Here is a self-contained example using rpy2 to show equivalence of R and Python results (first part with disabled scaling in R, second part with 'manual' scaling in Python):
# import modules
import matplotlib.pyplot as plt
import numpy as np
import sklearn
import sklearn.model_selection
import sklearn.datasets
import sklearn.svm
import rpy2
import rpy2.robjects
import rpy2.robjects.packages
# use R e1071 SVM function via rpy2
def RSVR(x_train, y_train, x_test,
cost=1.0, epsilon=0.1, gamma=0.01, scale=False):
# convert Python arrays to R matrices
rx_train = rpy2.robjects.r['matrix'](rpy2.robjects.FloatVector(np.array(x_train).T.flatten()), nrow = len(x_train))
ry_train = rpy2.robjects.FloatVector(np.array(y_train).flatten())
rx_test = rpy2.robjects.r['matrix'](rpy2.robjects.FloatVector(np.array(x_test).T.flatten()), nrow = len(x_test))
# train SVM
e1071 = rpy2.robjects.packages.importr('e1071')
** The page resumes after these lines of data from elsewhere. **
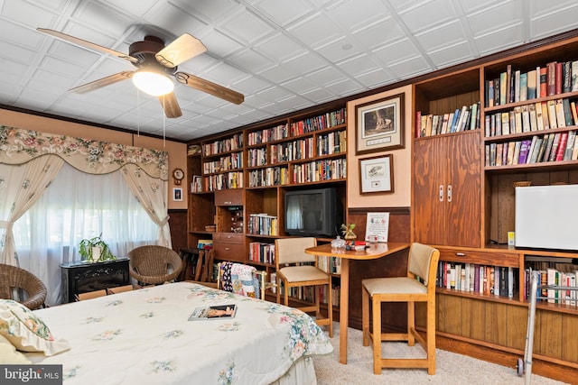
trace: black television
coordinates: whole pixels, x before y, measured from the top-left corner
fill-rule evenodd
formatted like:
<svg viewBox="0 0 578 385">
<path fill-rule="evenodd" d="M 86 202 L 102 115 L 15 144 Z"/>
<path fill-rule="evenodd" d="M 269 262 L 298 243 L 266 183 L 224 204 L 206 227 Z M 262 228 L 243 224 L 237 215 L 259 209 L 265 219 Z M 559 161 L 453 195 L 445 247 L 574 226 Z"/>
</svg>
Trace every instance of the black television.
<svg viewBox="0 0 578 385">
<path fill-rule="evenodd" d="M 285 192 L 284 230 L 289 235 L 333 236 L 341 216 L 335 188 Z"/>
</svg>

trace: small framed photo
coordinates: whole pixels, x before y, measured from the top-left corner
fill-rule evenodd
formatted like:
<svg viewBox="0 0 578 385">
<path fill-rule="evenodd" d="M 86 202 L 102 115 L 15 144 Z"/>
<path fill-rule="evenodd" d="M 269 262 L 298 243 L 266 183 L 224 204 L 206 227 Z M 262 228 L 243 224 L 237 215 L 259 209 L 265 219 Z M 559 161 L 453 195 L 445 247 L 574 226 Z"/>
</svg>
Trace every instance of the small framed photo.
<svg viewBox="0 0 578 385">
<path fill-rule="evenodd" d="M 182 188 L 172 188 L 172 200 L 177 202 L 182 201 Z"/>
<path fill-rule="evenodd" d="M 202 179 L 200 175 L 193 175 L 192 182 L 191 182 L 191 192 L 202 192 Z"/>
<path fill-rule="evenodd" d="M 404 94 L 355 107 L 357 155 L 403 149 Z"/>
<path fill-rule="evenodd" d="M 394 192 L 393 155 L 359 160 L 361 194 Z"/>
</svg>

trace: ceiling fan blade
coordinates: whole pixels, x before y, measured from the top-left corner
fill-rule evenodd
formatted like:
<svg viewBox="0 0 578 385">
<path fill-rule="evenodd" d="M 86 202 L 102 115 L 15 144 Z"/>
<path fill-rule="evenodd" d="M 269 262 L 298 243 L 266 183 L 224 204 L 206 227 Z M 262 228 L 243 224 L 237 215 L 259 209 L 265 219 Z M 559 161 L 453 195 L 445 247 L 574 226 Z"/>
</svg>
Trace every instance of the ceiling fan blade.
<svg viewBox="0 0 578 385">
<path fill-rule="evenodd" d="M 177 102 L 177 96 L 174 95 L 174 92 L 159 96 L 159 100 L 161 102 L 161 105 L 163 105 L 163 109 L 164 109 L 164 115 L 166 117 L 172 118 L 182 115 L 182 111 L 181 111 L 181 107 L 179 106 L 179 102 Z"/>
<path fill-rule="evenodd" d="M 206 80 L 204 78 L 197 78 L 194 75 L 188 74 L 186 72 L 177 72 L 174 77 L 179 83 L 186 84 L 187 86 L 196 88 L 200 91 L 204 91 L 208 94 L 213 95 L 228 102 L 240 105 L 245 101 L 245 96 L 238 92 L 233 91 L 222 86 L 219 86 L 212 81 Z"/>
<path fill-rule="evenodd" d="M 200 55 L 207 47 L 200 41 L 189 33 L 183 33 L 169 45 L 159 50 L 155 57 L 159 63 L 169 69 Z"/>
<path fill-rule="evenodd" d="M 54 36 L 56 38 L 63 40 L 65 41 L 71 42 L 73 44 L 79 45 L 79 46 L 90 49 L 92 50 L 98 50 L 100 52 L 107 53 L 109 55 L 116 56 L 116 57 L 120 58 L 120 59 L 124 59 L 124 60 L 131 61 L 133 63 L 138 62 L 138 60 L 136 58 L 133 58 L 132 56 L 127 55 L 126 53 L 119 52 L 117 50 L 111 50 L 109 48 L 106 48 L 106 47 L 103 47 L 101 45 L 95 44 L 93 42 L 87 41 L 85 40 L 79 39 L 79 38 L 74 37 L 74 36 L 67 35 L 66 33 L 62 33 L 62 32 L 60 32 L 58 31 L 50 30 L 48 28 L 36 28 L 36 30 L 41 32 L 42 32 L 42 33 L 46 33 L 48 35 Z"/>
<path fill-rule="evenodd" d="M 77 94 L 86 94 L 87 92 L 94 91 L 103 87 L 110 86 L 111 84 L 117 83 L 121 80 L 125 80 L 133 77 L 134 71 L 122 71 L 117 74 L 102 78 L 90 83 L 83 84 L 77 87 L 69 89 L 70 92 L 76 92 Z"/>
</svg>

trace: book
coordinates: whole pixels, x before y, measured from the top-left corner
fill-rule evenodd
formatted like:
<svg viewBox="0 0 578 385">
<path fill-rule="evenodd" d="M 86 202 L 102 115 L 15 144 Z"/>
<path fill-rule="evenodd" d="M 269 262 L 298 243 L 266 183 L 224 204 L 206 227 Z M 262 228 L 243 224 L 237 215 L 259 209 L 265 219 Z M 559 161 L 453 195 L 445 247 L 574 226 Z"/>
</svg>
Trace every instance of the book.
<svg viewBox="0 0 578 385">
<path fill-rule="evenodd" d="M 199 307 L 192 311 L 189 321 L 234 318 L 236 314 L 237 305 L 235 304 Z"/>
<path fill-rule="evenodd" d="M 546 89 L 547 79 L 547 69 L 545 67 L 540 67 L 540 95 L 538 97 L 544 97 L 548 95 Z"/>
<path fill-rule="evenodd" d="M 554 143 L 552 143 L 552 151 L 550 151 L 550 157 L 548 161 L 554 161 L 556 160 L 556 154 L 558 153 L 558 144 L 560 143 L 560 133 L 556 133 L 554 136 Z"/>
<path fill-rule="evenodd" d="M 568 141 L 566 142 L 566 149 L 564 152 L 563 160 L 572 160 L 572 151 L 574 148 L 574 141 L 576 139 L 576 131 L 568 133 Z"/>
<path fill-rule="evenodd" d="M 555 100 L 548 100 L 546 104 L 548 105 L 548 121 L 550 123 L 550 128 L 558 128 L 556 119 L 556 102 Z"/>
<path fill-rule="evenodd" d="M 520 156 L 517 160 L 517 164 L 526 164 L 527 162 L 527 153 L 531 142 L 532 141 L 530 139 L 525 139 L 520 143 Z"/>
<path fill-rule="evenodd" d="M 542 161 L 548 161 L 550 159 L 550 151 L 552 151 L 552 144 L 554 144 L 554 137 L 555 134 L 553 133 L 548 133 L 545 137 L 546 140 L 546 147 L 545 151 L 544 151 L 544 156 L 542 157 Z"/>
<path fill-rule="evenodd" d="M 551 61 L 546 64 L 546 96 L 551 96 L 556 94 L 556 62 Z"/>
<path fill-rule="evenodd" d="M 564 61 L 562 63 L 562 92 L 570 92 L 572 90 L 572 61 Z"/>
<path fill-rule="evenodd" d="M 572 91 L 578 91 L 578 60 L 572 62 L 570 72 L 572 77 Z"/>
<path fill-rule="evenodd" d="M 568 141 L 568 132 L 560 133 L 560 142 L 558 143 L 558 150 L 556 151 L 556 157 L 555 160 L 559 161 L 564 160 L 564 153 L 566 151 L 566 142 Z"/>
<path fill-rule="evenodd" d="M 520 74 L 520 102 L 527 100 L 527 73 Z"/>
<path fill-rule="evenodd" d="M 527 100 L 536 99 L 536 69 L 527 72 Z"/>
</svg>

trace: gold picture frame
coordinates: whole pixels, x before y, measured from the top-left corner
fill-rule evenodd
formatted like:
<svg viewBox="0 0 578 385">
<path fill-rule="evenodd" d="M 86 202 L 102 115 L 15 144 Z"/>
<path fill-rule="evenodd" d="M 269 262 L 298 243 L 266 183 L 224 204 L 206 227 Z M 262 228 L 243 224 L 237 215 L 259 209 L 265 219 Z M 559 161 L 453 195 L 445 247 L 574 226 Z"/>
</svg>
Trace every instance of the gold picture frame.
<svg viewBox="0 0 578 385">
<path fill-rule="evenodd" d="M 405 94 L 397 94 L 355 107 L 357 155 L 403 149 Z"/>
<path fill-rule="evenodd" d="M 394 156 L 392 154 L 359 160 L 359 192 L 394 192 Z"/>
</svg>

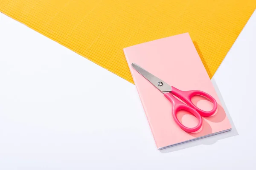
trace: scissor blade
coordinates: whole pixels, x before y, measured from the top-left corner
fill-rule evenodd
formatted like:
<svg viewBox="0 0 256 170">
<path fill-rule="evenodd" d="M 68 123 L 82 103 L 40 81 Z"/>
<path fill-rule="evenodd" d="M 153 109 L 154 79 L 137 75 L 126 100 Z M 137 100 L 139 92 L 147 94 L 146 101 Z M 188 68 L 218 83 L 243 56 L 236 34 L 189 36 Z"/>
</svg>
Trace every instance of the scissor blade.
<svg viewBox="0 0 256 170">
<path fill-rule="evenodd" d="M 161 79 L 147 71 L 135 63 L 131 64 L 131 66 L 162 93 L 169 92 L 172 91 L 172 86 Z"/>
</svg>

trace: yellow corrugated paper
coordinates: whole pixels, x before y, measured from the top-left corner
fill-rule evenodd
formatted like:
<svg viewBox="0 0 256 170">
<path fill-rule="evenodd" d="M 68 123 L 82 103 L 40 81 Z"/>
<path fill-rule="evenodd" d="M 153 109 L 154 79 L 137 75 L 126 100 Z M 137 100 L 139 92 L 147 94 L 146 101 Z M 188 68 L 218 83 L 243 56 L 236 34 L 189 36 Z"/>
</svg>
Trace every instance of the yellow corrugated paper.
<svg viewBox="0 0 256 170">
<path fill-rule="evenodd" d="M 0 0 L 0 12 L 133 83 L 124 48 L 185 32 L 211 78 L 256 7 L 256 0 Z"/>
</svg>

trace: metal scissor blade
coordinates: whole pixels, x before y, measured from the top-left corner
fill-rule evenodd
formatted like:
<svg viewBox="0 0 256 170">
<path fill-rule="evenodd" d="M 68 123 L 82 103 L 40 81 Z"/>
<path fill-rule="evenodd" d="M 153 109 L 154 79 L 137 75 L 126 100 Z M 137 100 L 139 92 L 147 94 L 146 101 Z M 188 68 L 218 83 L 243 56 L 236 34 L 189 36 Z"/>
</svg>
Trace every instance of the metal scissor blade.
<svg viewBox="0 0 256 170">
<path fill-rule="evenodd" d="M 162 93 L 169 92 L 172 91 L 172 86 L 161 79 L 146 71 L 135 63 L 131 64 L 131 66 Z"/>
</svg>

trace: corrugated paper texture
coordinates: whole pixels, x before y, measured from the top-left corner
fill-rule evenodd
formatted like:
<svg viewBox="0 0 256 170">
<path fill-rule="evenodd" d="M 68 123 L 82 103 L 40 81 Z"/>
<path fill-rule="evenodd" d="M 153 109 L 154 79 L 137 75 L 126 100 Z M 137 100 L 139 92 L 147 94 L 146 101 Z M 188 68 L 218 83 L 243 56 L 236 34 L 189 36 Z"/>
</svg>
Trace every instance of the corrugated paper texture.
<svg viewBox="0 0 256 170">
<path fill-rule="evenodd" d="M 211 78 L 256 7 L 256 0 L 0 0 L 0 12 L 132 83 L 123 48 L 185 32 Z"/>
</svg>

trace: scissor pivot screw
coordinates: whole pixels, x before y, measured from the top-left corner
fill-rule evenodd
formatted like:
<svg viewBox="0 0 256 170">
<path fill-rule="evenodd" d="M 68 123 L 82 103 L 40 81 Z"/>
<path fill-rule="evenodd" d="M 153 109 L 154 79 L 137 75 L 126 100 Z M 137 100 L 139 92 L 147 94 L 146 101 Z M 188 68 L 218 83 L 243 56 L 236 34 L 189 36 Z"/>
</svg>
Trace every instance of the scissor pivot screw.
<svg viewBox="0 0 256 170">
<path fill-rule="evenodd" d="M 157 85 L 158 85 L 158 86 L 162 86 L 163 85 L 163 83 L 161 82 L 159 82 L 157 83 Z"/>
</svg>

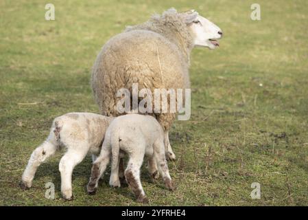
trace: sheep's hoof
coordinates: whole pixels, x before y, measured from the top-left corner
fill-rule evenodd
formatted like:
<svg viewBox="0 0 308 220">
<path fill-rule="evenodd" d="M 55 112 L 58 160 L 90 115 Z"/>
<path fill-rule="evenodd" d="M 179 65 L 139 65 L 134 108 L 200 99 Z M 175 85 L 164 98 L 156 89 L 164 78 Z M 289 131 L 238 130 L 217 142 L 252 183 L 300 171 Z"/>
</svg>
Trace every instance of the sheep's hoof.
<svg viewBox="0 0 308 220">
<path fill-rule="evenodd" d="M 149 199 L 145 196 L 141 196 L 137 199 L 137 201 L 143 204 L 148 204 Z"/>
<path fill-rule="evenodd" d="M 19 182 L 19 186 L 21 188 L 21 189 L 24 190 L 27 190 L 28 189 L 30 188 L 30 187 L 27 186 L 26 184 L 25 184 L 23 181 L 21 181 Z"/>
<path fill-rule="evenodd" d="M 155 170 L 152 174 L 152 177 L 153 178 L 153 179 L 158 179 L 159 178 L 159 173 L 158 170 Z"/>
<path fill-rule="evenodd" d="M 86 188 L 86 191 L 88 195 L 95 195 L 96 193 L 96 188 L 91 188 L 88 186 Z"/>
<path fill-rule="evenodd" d="M 118 179 L 117 181 L 115 181 L 113 182 L 109 182 L 109 185 L 112 188 L 120 188 L 121 187 L 120 180 Z"/>
<path fill-rule="evenodd" d="M 167 158 L 169 161 L 176 161 L 176 155 L 172 152 L 168 151 L 167 153 Z"/>
<path fill-rule="evenodd" d="M 74 197 L 72 195 L 71 197 L 67 198 L 67 197 L 63 196 L 63 199 L 64 199 L 65 201 L 71 201 L 74 199 Z"/>
</svg>

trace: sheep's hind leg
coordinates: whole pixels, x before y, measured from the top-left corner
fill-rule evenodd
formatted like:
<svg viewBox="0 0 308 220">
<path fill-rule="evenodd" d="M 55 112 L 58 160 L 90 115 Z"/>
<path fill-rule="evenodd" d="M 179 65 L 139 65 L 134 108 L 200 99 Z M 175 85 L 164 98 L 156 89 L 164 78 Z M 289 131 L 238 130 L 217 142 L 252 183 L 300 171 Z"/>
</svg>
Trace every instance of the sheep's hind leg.
<svg viewBox="0 0 308 220">
<path fill-rule="evenodd" d="M 90 180 L 88 183 L 88 185 L 86 186 L 86 190 L 88 191 L 88 194 L 95 194 L 96 189 L 97 188 L 98 181 L 99 178 L 102 177 L 107 164 L 109 163 L 110 155 L 110 147 L 106 147 L 103 145 L 103 146 L 102 147 L 101 154 L 96 159 L 91 168 Z"/>
<path fill-rule="evenodd" d="M 22 189 L 27 190 L 31 188 L 33 178 L 38 166 L 46 159 L 53 155 L 56 151 L 56 143 L 53 143 L 51 140 L 47 139 L 32 152 L 21 177 L 20 186 Z"/>
<path fill-rule="evenodd" d="M 148 199 L 145 196 L 140 180 L 140 168 L 143 162 L 143 157 L 144 154 L 140 153 L 130 155 L 128 165 L 125 170 L 125 177 L 137 201 L 147 203 Z"/>
<path fill-rule="evenodd" d="M 124 159 L 123 157 L 120 157 L 120 164 L 119 164 L 119 179 L 120 179 L 120 183 L 122 185 L 126 184 L 124 172 Z"/>
<path fill-rule="evenodd" d="M 61 158 L 59 170 L 61 173 L 61 193 L 66 200 L 73 199 L 71 176 L 75 166 L 80 163 L 86 155 L 87 151 L 84 152 L 70 150 Z"/>
</svg>

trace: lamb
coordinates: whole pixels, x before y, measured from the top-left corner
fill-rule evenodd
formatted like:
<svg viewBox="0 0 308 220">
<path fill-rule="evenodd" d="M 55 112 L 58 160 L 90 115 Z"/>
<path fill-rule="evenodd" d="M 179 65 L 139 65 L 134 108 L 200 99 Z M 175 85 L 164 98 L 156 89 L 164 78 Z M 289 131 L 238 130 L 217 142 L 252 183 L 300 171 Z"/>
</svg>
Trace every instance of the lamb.
<svg viewBox="0 0 308 220">
<path fill-rule="evenodd" d="M 125 177 L 138 201 L 148 201 L 140 180 L 140 168 L 145 155 L 149 158 L 149 163 L 154 164 L 152 168 L 159 165 L 158 171 L 166 187 L 171 190 L 175 189 L 167 164 L 162 127 L 150 116 L 132 113 L 116 118 L 107 129 L 101 153 L 92 167 L 87 186 L 89 194 L 95 193 L 98 180 L 104 174 L 111 154 L 109 184 L 115 187 L 121 186 L 118 175 L 120 151 L 128 155 Z"/>
<path fill-rule="evenodd" d="M 121 99 L 117 91 L 121 88 L 131 91 L 133 83 L 138 83 L 139 89 L 147 88 L 152 93 L 154 89 L 190 88 L 191 50 L 215 49 L 222 36 L 220 28 L 197 12 L 180 13 L 174 8 L 127 28 L 104 45 L 93 67 L 91 86 L 101 113 L 112 116 L 123 114 L 117 108 Z M 174 160 L 169 130 L 176 113 L 152 114 L 164 129 L 167 157 Z"/>
<path fill-rule="evenodd" d="M 61 192 L 67 200 L 73 199 L 71 175 L 74 167 L 87 153 L 92 154 L 94 161 L 99 154 L 105 132 L 113 118 L 91 113 L 69 113 L 56 118 L 52 122 L 47 140 L 31 155 L 23 172 L 21 187 L 28 189 L 37 168 L 42 162 L 61 148 L 67 152 L 61 158 Z M 122 173 L 119 174 L 123 177 Z"/>
</svg>

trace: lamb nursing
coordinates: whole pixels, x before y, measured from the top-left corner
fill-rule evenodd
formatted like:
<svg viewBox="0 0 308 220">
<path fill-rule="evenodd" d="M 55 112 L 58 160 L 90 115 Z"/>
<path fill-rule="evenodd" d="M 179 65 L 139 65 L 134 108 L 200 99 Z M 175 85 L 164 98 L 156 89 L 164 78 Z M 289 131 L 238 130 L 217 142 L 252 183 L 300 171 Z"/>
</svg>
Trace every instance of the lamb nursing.
<svg viewBox="0 0 308 220">
<path fill-rule="evenodd" d="M 174 189 L 167 164 L 162 127 L 152 116 L 128 114 L 115 118 L 107 129 L 101 153 L 92 167 L 87 186 L 89 194 L 95 192 L 98 180 L 104 174 L 111 155 L 110 185 L 120 186 L 120 151 L 128 155 L 129 161 L 125 170 L 125 177 L 138 201 L 147 202 L 140 180 L 140 168 L 145 155 L 149 159 L 149 164 L 152 164 L 150 167 L 152 170 L 150 172 L 154 173 L 158 168 L 165 186 L 171 190 Z"/>
</svg>

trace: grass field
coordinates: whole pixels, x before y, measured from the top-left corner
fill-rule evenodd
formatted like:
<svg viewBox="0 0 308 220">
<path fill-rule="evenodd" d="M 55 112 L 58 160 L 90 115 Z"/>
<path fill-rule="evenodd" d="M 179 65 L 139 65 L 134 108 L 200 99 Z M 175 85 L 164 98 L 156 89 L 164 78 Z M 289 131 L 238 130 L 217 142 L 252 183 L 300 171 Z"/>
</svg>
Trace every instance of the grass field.
<svg viewBox="0 0 308 220">
<path fill-rule="evenodd" d="M 256 1 L 259 21 L 250 17 Z M 49 2 L 56 21 L 45 20 Z M 143 172 L 150 205 L 308 204 L 308 1 L 0 0 L 0 205 L 139 205 L 128 187 L 110 188 L 108 175 L 88 195 L 90 157 L 74 170 L 73 201 L 61 199 L 60 154 L 38 168 L 30 190 L 19 182 L 56 116 L 98 112 L 89 79 L 104 43 L 171 7 L 196 9 L 224 37 L 218 50 L 191 54 L 191 118 L 170 135 L 178 189 Z M 54 200 L 45 197 L 49 182 Z M 250 197 L 253 182 L 260 199 Z"/>
</svg>

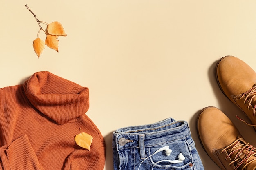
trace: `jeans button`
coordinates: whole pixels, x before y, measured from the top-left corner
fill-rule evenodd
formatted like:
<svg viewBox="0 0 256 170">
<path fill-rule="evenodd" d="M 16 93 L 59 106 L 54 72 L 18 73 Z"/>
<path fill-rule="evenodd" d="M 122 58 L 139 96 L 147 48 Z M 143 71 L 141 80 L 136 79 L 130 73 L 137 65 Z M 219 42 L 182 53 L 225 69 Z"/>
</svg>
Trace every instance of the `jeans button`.
<svg viewBox="0 0 256 170">
<path fill-rule="evenodd" d="M 126 144 L 127 143 L 126 139 L 125 138 L 123 137 L 121 138 L 118 141 L 118 144 L 121 146 L 123 146 Z"/>
</svg>

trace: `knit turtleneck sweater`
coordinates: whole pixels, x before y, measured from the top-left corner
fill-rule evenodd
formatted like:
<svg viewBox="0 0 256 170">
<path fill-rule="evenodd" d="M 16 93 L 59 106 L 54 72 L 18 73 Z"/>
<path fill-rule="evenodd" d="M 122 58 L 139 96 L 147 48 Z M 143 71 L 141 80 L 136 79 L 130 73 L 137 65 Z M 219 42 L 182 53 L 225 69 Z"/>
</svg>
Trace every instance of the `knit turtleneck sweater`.
<svg viewBox="0 0 256 170">
<path fill-rule="evenodd" d="M 88 95 L 47 71 L 0 89 L 0 170 L 103 170 L 106 146 L 85 114 Z M 81 131 L 93 138 L 90 151 L 74 141 Z"/>
</svg>

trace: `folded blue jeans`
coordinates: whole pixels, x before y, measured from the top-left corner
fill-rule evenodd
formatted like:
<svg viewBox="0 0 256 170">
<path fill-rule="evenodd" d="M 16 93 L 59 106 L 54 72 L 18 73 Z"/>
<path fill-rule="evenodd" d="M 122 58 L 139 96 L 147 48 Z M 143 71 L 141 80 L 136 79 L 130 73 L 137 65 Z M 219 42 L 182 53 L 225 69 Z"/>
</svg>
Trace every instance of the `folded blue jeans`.
<svg viewBox="0 0 256 170">
<path fill-rule="evenodd" d="M 114 170 L 204 170 L 184 121 L 169 118 L 117 129 L 113 133 L 112 146 Z M 169 156 L 161 150 L 168 146 Z M 181 153 L 184 157 L 179 161 Z"/>
</svg>

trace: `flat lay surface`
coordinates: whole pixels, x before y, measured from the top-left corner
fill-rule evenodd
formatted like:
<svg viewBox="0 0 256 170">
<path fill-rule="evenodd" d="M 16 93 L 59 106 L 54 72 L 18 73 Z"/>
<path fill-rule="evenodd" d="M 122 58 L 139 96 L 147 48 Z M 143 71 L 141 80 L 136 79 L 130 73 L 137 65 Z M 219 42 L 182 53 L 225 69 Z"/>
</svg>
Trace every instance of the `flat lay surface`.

rsvr = e1071.svm(x=rx_train,
y=ry_train,
kernel='radial',
cost=cost,
epsilon=epsilon,
gamma=gamma,
scale=scale)
# run SVM
predict = rpy2.robjects.r['predict']
ry_pred = np.array(predict(rsvr, rx_test))
return ry_pred
# define auxiliary function for plotting results
def plot_results(y_test, py_pred, ry_pred, title, lim=[-500, 500]):
plt.title(title)
plt.plot(lim, lim, lw=2, color='gray', zorder=-1)
plt.scatter(y_test, py_pred, color='black', s=40, label='Python/sklearn')
plt.scatter(y_test, ry_pred, color='orange', s=10, label='R/e1071')
plt.xlabel('observed')
plt.ylabel('predicted')
plt.legend(loc=0)
return None
# get example regression data
x_orig, y_orig = sklearn.datasets.make_regression(n_samples=100, n_features=10, random_state=42)
# split into train and test set
x_train, x_test, y_train, y_test = sklearn.model_selection.train_test_split(x_orig, y_orig, train_size=0.8)
# SVM parameters
# (identical but named differently for R/e1071 and Python/sklearn)
C = 1000.0
epsilon = 0.1
gamma = 0.01
# setup SVM and scaling classes
psvr = sklearn.svm.SVR(kernel='rbf', C=C, epsilon=epsilon, gamma=gamma)
x_sca = sklearn.preprocessing.StandardScaler()
y_sca = sklearn.preprocessing.StandardScaler()
# run R and Python SVMs without any scaling
# (see 'scale=False')
py_pred = psvr.fit(x_train, y_train).predict(x_test)
ry_pred = RSVR(x_train, y_train, x_test,
cost=C, epsilon=epsilon, gamma=gamma, scale=False)
# scale both x and y variables
sx_train = x_sca.fit_transform(x_train)
sy_train = y_sca.fit_transform(y_train.reshape(-1, 1))[:, 0]
sx_test = x_sca.transform(x_test)
sy_test = y_sca.transform(y_test.reshape(-1, 1))[:, 0]
# run Python SVM on scaled data and invert scaling afterwards
ps_pred = psvr.fit(sx_train, sy_train).predict(sx_test)
ps_pred = y_sca.inverse_transform(ps_pred.reshape(-1, 1))[:, 0]
# run R SVM with native scaling on original/unscaled data
# (see 'scale=True')
rs_pred = RSVR(x_train, y_train, x_test,
cost=C, epsilon=epsilon, gamma=gamma, scale=True)
# plot results
plt.subplot(121)
plot_results(y_test, py_pred, ry_pred, 'without scaling (Python/sklearn default)')
plt.subplot(122)
plot_results(y_test, ps_pred, rs_pred, 'with scaling (R/e1071 default)')
plt.tight_layout()
UPDATE: Actually, the scaling uses a slightly different definition of variance in R and Python, see this answer (1/(N-1)... in R vs. 1/N... in Python where N is the sample size). However, for typical sample sizes, this should be negligible.
I can confirm these statements. One indeed needs to apply the same scaling to the train and test sets. In particular I have done this:
from sklearn.preprocessing import StandardScaler
sc_X = StandardScaler()
X = sc_X.fit_transform(X)
where X is my training set. Then, when preparing the test set, I have simply used the StandardScaler instance obtained from the scaling of the training test. It is important to used it just for transforming, not for fitting and transforming (like above), i.e.:
X_test = sc_X.transform(X_test)
This allowed on obtaining substantial agreement between R and scikit-learn results.